In Darmstadt they have a gathering of people from all parts of Germany to meet me. We have our meeting in the Grand Duke of Hesse’s garden, where my audience will bring before me their questions. I give them monologues in answer, and Count Keyserling translates them into German for those who cannot follow my English.
Yesterday I reached this place, and in the afternoon we had our first meeting.
The first question put to me by a Canadian German was, ‘What is the future of this scientific civilisation?’
After I had answered him, he again asked me, ‘How is the problem of over-population to be solved?’
After my answer, I was asked to give them some idea about the true character of Buddhism.
These three subjects took up fully two hours. It is delightful to feel the earnestness of these people. They have the habit of mind to think out the deeper problems of life; they deal seriously with ideas. In India, in our modern schools, we merely receive our ideas from text-books, for the purpose of passing examinations. Besides that, our modern school-masters are Englishmen; and they, of all the western nations, are the least susceptible to ideas. They are good, honest and reliable, but they have a vigorous excess of animal spirits, which seek for exercise in racing, fox-hunting, boxing-matches, etc., and they offer stubborn resistance to all contagion of ideas.
Therefore our English educationalists do not inspire our minds. We do not realise that ideas are necessary in order to enable us to live a true life. We do not have a genuine enthusiasm, but rather are losing our gift of aspiration, which is the gift of the soul. Our principal object and occupation are going to be the dissipations of politics, whose goal is success, whose path is the zigzag of compromise—that politics, which in every country has lowered the standard of morality, has given rise to a perpetual contest of lies and deceptions, cruelties and hypocrisies, and has increased inordinately rational habits of vulgar vain-gloriousness.
Germany to-day has received a violent check on her political ambitions. This has produced an almost universal longing in her midst to seek for spiritual resources within, in place of external success. Germany appears now to have set out on a voyage of spiritual adventure. And in spite of her dire poverty, she is not thinking merely of the spinning wheel or of some new move in the political game of gambling, but rather of the achievement of that inner freedom, which gives us power to soar above the vicissitudes of circumstance.

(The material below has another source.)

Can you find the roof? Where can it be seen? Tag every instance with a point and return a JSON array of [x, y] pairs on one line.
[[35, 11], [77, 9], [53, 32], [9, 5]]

The other day, I met the British Ambassador in Berlin. While alluding to the enormous appreciation of my works in Germany, he expressed his feeling of gratification at the possibility of my supplying some philosophy, which might bring consolation to these people. He was glad, I am sure, from his British point of view. He seemed to me to imagine that philosophy was a soothing draught, which might lull the restless activity of the German nation into sleep, affording the victors a better security in their enjoyment of material benefits. He would gladly concede the possession of soul and God to these people, only keeping for the share of his own nation, the possession of the worldly goods. He seemed to smile, as it were, in his sleeve and to imagine that his own British people would be the gainers in the bargain. Well! Let them laugh and grow fat! Only let us have the good sense not to envy them their material successes.